Afuera la noche refulgía. Un ruido lento y profundo llenaba el valle. Había momentos en los que se sentía preocupado. La concentración y la presión de la energía eran tales que era casi imposible pensar que, a pesar de toda la potencia de los compresores de estalinita, la fuerza de ascenso quedase cautiva y no consiguiese liberarse. Hacía tiempo que se había logrado el punto de saturación, pero esto daba lugar a un amplio margen de seguridad. Sólo unas pocas horas más. Entonces… Sonrió. Y después, por fin, la inocencia.

– Buscando estoy el rostro que tenía antes de que el mundo fuese creado…

– ¿Por qué dices esa frase, Marc? Te la he oído repetir a menudo. ¿Qué significa?

– Es un poema de Yeats.

– ¿De qué trata?

– De la inocencia.

– ¿Qué inocencia? ¿La inocencia de quién, Marc?

– La inocencia anterior a la creación del mundo. Antes de que nosotros lo hiciéramos, May. Se nos había dado la posibilidad y se desperdició. Antes, la inocencia existía.

– ¿El Jardín del Edén? ¿El pecado original?

Otra vez puso la cabeza contra la tibieza de May. Un nuevo comienzo. De regreso en el reino animal Sonde, tal vez, exista otra oportunidad, un nuevo ser, una nueva creación, un hombre compasivo…

– Marc.

– Sí.

– Es para mañana, ¿no es así?

– Ya sabes que es para mañana, May. Lo sabes todo: hace meses que estás tomando fotografías microfílmicas de cada pedazo de papel, de cada diagrama. He tenido que vigilarte constantemente, o la Seguridad te hubiera atrapado. Eres tan condenadamente descuidada. Hasta escondes un transmisor laser en miniatura dentro de tus zapatos.

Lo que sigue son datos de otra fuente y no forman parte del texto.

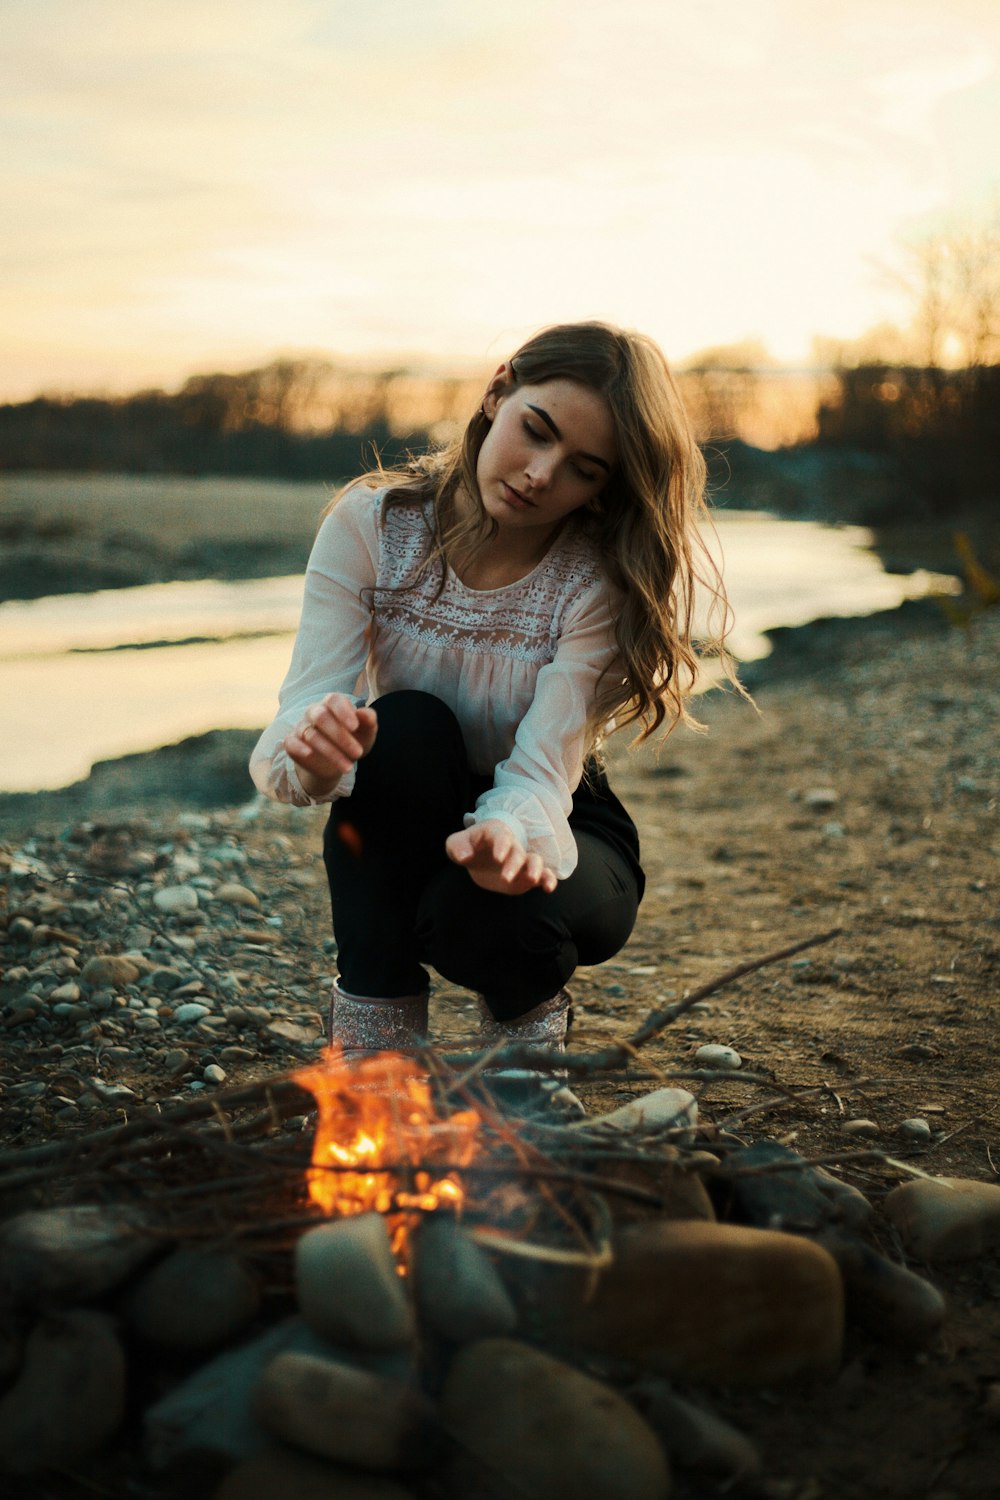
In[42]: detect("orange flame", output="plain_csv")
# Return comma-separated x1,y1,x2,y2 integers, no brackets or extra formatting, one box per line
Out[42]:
294,1046,483,1259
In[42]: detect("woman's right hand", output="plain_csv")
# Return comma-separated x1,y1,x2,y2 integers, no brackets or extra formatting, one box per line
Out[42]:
283,694,378,796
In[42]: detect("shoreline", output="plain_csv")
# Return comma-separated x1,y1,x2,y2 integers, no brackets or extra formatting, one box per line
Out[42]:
0,593,964,840
3,452,993,608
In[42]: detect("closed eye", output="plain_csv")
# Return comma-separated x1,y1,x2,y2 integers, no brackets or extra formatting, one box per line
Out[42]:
524,421,598,482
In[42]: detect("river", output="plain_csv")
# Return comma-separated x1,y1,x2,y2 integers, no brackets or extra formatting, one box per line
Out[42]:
0,503,955,793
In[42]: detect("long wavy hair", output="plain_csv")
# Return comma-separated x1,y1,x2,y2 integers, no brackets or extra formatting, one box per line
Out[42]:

Sintió que el cuerpo de May se endurecía en sus brazos.

– Está bien -le dijo-. Lo supe siempre. Está muy bien, Santa May de Albania tratando de salvar, al alma inmortal de la desintegración.

El corazón de May latía con fuerza contra la frente y le besó, el lugar.

– ¿Por qué no me lo dijiste, Marc?

– Convenía a mis planes. Quería que los grandes bastardos lo supieran.

– ¿Por qué?

– Por que puede hacerles recobrar los sentidos. Está en sus manos. Todo lo que tienen que hacer es detenerse en el acto donde están actualmente y tomar una nueva dirección. Destruir las acumulaciones nucleares. Abolir los bloques de energía. Crear estados pequeños, infrasociedades. Suprimir los estados poderosos, las combinaciones colectivas múltiples reduciéndolas a un mínimo de poder y a un nivel de responsabilidad ética máxima. Descender de lo nacional a unidades culturales interdependientes. Existen soluciones, todos los estudiantes de sociología las conocen. Concluir con la grandeza del poder y empezar una nueva senda dirigida hacia la grandeza del hombre.

– No lo harán.

– Entonces tendrá lugar la reacción en cadena y por fin habrá un poco de inocencia.

– Sólo embrutecimiento.

– El embrutecimiento es una cosa que sólo conoce el hombre; los animales, no.

En la obscuridad May buscó la mano de Marc.

– Eres tan… tan estudiante, realmente, -le dijo-. Igual que todos los estudiantes de París en el mes de mayo, haciendo barricadas…

Apretó la mano de él contra la mejilla; la besó.